P7-03: Music Representation Learning Based on Editorial Metadata from Discogs
Alonso-Jiménez, Pablo*, Serra, Xavier, Bogdanov, Dmitry
Subjects (starting with primary): MIR fundamentals and methodology -> metadata, tags, linked data, and semantic web ; MIR tasks -> similarity metrics ; Musical features and properties -> musical style and genre ; MIR tasks -> automatic classification ; Musical features and properties -> musical affect, emotion and mood ; Musical features and properties -> representations of music
Presented In-person, in Bengaluru: 4-minute short-format presentation
This paper revisits the idea of music representation learning supervised by editorial metadata, contributing to the state of the art in two ways. First, we exploit the public editorial metadata available on Discogs, an extensive community-maintained music database containing information about artists, releases, and record labels. Second, we use a contrastive learning setup based on COLA, different from previous systems based on triplet loss.
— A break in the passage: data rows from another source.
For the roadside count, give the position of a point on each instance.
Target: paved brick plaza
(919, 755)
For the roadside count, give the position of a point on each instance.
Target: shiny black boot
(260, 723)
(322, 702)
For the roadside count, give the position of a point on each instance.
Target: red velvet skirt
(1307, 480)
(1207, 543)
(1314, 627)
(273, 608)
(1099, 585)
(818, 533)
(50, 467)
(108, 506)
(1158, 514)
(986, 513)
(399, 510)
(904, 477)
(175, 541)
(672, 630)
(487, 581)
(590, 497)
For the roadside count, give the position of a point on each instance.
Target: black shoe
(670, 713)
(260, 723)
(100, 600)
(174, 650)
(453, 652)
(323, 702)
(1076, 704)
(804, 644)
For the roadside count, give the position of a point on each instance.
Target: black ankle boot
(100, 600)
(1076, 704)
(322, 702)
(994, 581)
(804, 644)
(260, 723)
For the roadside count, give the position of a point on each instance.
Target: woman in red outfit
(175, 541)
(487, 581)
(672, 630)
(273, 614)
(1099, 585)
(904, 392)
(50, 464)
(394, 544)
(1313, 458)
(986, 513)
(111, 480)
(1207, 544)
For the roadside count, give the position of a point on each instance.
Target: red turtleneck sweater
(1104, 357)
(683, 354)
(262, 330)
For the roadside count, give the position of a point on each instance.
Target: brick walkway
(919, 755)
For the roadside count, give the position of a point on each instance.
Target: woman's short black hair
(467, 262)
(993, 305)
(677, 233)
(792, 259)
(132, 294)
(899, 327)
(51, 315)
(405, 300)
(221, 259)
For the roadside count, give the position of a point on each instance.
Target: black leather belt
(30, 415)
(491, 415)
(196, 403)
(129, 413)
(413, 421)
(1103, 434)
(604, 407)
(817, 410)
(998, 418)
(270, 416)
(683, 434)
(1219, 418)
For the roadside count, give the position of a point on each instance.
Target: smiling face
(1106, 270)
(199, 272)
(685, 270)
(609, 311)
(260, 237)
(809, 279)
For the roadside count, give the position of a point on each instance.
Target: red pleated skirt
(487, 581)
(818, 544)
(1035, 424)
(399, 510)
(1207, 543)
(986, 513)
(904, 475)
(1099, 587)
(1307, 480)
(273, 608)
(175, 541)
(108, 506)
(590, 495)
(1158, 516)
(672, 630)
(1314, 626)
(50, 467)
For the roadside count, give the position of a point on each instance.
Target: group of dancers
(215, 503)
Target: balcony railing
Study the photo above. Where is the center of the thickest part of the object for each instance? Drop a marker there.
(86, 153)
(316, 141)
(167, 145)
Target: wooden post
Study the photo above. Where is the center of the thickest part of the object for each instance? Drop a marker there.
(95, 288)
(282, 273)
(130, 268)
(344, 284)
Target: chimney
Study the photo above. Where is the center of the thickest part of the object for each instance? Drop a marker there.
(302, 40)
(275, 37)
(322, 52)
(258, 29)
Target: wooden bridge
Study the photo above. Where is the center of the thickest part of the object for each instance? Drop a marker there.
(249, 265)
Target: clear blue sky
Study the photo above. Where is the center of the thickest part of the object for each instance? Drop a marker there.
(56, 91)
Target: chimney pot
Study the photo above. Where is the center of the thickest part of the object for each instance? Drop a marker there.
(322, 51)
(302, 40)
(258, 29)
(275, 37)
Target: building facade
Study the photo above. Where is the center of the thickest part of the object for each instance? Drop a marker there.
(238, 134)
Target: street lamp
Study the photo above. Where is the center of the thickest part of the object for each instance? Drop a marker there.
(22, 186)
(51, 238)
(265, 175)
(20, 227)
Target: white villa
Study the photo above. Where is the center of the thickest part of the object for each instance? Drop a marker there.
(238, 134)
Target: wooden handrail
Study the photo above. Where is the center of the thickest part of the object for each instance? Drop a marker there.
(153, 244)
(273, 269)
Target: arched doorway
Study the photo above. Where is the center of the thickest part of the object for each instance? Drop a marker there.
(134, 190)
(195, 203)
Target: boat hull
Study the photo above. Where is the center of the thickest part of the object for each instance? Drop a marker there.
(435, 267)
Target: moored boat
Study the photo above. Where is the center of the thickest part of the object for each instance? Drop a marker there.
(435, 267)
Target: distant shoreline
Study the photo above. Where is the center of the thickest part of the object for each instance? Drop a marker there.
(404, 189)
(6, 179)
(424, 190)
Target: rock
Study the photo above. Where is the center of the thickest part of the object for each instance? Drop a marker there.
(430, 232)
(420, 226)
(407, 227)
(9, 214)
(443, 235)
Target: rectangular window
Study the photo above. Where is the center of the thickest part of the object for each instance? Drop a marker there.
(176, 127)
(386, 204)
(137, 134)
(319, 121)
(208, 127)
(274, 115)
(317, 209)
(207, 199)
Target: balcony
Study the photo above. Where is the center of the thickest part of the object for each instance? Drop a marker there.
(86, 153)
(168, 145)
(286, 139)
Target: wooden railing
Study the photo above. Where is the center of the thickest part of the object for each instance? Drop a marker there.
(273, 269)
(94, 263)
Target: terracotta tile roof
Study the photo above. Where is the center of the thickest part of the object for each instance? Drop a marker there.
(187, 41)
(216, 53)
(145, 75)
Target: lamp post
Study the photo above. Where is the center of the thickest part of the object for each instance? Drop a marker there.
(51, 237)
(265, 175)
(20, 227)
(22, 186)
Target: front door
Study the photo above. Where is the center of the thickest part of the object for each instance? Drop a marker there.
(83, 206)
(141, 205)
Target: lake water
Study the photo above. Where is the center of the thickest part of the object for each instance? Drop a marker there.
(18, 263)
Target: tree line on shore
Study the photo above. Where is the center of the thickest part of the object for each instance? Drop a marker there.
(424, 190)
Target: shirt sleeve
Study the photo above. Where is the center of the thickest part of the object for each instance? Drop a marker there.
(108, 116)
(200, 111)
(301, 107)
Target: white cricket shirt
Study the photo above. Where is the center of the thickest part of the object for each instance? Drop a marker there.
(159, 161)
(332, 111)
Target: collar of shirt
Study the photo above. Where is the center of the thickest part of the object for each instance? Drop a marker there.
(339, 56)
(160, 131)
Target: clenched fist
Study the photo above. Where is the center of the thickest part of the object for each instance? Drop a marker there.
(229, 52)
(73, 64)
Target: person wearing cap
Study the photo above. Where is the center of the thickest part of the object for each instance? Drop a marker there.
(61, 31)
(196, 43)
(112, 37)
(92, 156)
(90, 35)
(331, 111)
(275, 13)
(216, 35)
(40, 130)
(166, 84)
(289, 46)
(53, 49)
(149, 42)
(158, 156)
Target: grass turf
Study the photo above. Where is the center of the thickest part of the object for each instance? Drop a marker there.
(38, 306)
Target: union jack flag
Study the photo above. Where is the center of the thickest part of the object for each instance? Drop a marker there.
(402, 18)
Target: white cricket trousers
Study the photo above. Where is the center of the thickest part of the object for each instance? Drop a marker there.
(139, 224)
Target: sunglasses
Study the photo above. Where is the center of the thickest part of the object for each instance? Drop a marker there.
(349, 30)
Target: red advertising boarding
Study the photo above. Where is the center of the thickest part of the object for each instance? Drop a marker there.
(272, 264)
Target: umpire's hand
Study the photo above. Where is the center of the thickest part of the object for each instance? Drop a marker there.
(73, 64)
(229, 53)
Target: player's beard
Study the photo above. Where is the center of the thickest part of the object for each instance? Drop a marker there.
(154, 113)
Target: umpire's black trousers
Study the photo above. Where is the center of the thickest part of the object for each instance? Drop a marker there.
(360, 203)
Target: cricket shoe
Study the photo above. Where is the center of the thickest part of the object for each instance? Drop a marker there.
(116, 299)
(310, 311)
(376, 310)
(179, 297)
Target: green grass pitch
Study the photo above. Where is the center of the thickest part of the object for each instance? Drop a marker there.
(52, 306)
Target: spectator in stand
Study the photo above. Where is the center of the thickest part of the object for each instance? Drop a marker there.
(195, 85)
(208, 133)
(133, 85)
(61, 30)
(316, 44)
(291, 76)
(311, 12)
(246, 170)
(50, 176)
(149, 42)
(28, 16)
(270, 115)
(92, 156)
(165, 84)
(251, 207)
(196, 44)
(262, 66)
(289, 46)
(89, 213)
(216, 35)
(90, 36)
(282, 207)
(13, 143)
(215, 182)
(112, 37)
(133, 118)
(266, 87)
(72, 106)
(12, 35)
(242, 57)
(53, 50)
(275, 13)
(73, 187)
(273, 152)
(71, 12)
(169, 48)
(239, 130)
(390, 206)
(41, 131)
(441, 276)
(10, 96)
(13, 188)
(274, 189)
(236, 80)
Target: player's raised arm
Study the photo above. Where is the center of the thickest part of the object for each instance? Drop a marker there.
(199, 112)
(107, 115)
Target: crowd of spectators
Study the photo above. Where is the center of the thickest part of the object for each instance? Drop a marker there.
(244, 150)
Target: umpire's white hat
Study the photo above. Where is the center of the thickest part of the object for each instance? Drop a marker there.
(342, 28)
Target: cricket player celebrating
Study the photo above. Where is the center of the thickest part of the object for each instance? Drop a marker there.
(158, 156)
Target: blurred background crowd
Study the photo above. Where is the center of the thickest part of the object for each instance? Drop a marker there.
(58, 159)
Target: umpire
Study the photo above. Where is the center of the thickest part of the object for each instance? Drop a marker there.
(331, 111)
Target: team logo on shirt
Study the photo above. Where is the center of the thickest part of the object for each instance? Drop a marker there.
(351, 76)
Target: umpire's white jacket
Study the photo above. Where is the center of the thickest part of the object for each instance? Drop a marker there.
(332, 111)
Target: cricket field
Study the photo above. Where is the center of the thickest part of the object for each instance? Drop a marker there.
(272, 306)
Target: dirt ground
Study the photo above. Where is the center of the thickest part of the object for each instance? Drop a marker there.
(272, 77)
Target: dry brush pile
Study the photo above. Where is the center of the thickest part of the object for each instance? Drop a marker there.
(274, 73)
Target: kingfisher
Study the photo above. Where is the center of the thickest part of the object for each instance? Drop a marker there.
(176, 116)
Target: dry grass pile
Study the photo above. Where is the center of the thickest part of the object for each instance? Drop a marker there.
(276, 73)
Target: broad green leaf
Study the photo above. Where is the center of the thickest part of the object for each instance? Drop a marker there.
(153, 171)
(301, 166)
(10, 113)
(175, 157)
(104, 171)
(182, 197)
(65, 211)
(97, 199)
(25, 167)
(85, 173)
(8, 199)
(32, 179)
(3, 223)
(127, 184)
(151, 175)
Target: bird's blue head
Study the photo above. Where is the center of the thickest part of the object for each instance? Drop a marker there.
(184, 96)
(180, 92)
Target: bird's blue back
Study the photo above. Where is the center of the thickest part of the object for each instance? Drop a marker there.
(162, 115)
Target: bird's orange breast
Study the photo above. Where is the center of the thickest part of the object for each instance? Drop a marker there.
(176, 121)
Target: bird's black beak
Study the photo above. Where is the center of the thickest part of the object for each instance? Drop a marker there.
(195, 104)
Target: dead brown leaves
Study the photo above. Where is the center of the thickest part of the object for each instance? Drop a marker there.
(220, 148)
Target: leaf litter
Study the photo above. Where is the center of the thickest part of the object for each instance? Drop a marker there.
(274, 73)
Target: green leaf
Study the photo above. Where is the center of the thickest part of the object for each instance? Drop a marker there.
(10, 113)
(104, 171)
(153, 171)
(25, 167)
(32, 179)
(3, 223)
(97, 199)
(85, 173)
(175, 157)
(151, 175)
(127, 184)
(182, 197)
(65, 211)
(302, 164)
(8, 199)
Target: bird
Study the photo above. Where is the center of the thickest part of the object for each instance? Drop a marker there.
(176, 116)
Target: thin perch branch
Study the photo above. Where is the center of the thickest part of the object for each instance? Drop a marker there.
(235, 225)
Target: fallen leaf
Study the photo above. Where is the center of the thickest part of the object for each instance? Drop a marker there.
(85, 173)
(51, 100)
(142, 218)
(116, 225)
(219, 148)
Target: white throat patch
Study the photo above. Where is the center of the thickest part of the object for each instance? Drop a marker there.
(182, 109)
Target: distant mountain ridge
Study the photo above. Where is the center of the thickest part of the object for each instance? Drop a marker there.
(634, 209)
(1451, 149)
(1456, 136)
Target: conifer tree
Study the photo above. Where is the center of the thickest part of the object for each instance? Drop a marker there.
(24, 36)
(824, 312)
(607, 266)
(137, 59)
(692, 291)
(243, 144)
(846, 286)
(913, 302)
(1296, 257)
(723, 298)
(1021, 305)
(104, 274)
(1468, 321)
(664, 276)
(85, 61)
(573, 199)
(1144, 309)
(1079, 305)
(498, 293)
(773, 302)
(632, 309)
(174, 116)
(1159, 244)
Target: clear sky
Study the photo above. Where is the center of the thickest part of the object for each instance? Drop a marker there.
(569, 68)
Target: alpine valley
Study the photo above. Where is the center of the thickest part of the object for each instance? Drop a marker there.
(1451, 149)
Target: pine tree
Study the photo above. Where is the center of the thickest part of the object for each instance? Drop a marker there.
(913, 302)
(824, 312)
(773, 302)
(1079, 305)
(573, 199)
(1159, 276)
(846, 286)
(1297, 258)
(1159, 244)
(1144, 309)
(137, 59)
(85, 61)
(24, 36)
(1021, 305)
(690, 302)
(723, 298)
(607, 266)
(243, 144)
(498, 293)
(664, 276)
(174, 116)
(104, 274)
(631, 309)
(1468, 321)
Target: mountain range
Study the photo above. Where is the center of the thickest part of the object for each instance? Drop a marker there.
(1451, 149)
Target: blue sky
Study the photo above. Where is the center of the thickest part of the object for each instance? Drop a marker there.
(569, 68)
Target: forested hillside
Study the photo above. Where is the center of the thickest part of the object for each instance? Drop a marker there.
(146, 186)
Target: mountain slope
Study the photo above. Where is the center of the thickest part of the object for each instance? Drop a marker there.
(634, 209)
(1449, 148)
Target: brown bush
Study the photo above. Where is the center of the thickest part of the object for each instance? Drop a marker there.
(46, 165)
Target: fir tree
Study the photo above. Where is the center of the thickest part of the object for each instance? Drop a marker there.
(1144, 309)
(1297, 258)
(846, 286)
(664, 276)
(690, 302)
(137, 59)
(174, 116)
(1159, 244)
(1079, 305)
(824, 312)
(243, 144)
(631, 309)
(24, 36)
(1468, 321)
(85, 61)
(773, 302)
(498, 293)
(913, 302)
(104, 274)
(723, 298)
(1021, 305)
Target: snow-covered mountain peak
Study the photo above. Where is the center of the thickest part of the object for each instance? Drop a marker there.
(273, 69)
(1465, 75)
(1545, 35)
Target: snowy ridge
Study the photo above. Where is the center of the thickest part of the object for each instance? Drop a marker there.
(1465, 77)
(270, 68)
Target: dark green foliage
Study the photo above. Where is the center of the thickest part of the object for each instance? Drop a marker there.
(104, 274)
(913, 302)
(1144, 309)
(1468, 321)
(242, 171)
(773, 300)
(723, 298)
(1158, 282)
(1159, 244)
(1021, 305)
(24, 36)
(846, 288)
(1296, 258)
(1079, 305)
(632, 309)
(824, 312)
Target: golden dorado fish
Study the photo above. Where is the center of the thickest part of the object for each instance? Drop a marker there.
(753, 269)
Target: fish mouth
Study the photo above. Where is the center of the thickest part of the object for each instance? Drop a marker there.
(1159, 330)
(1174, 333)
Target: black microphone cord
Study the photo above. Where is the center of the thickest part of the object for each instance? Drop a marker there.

We train models targeting several associations derived from the metadata and experiment with stacked combinations of learned representations, evaluating them on standard music classification tasks. Additionally, we consider learning all the associations jointly in a multi-task setup. We show that it is possible to improve the performance of current self-supervised models by using inexpensive metadata commonly available in music collections, producing representations comparable to those learned on classification setups. We find that the resulting representations based on editorial metadata outperform a system trained with music style tags available in the same large-scale dataset, which motivates further research using this type of supervision. Additionally, we give insights on how to preprocess Discogs metadata to build training objectives and provide public pre-trained models.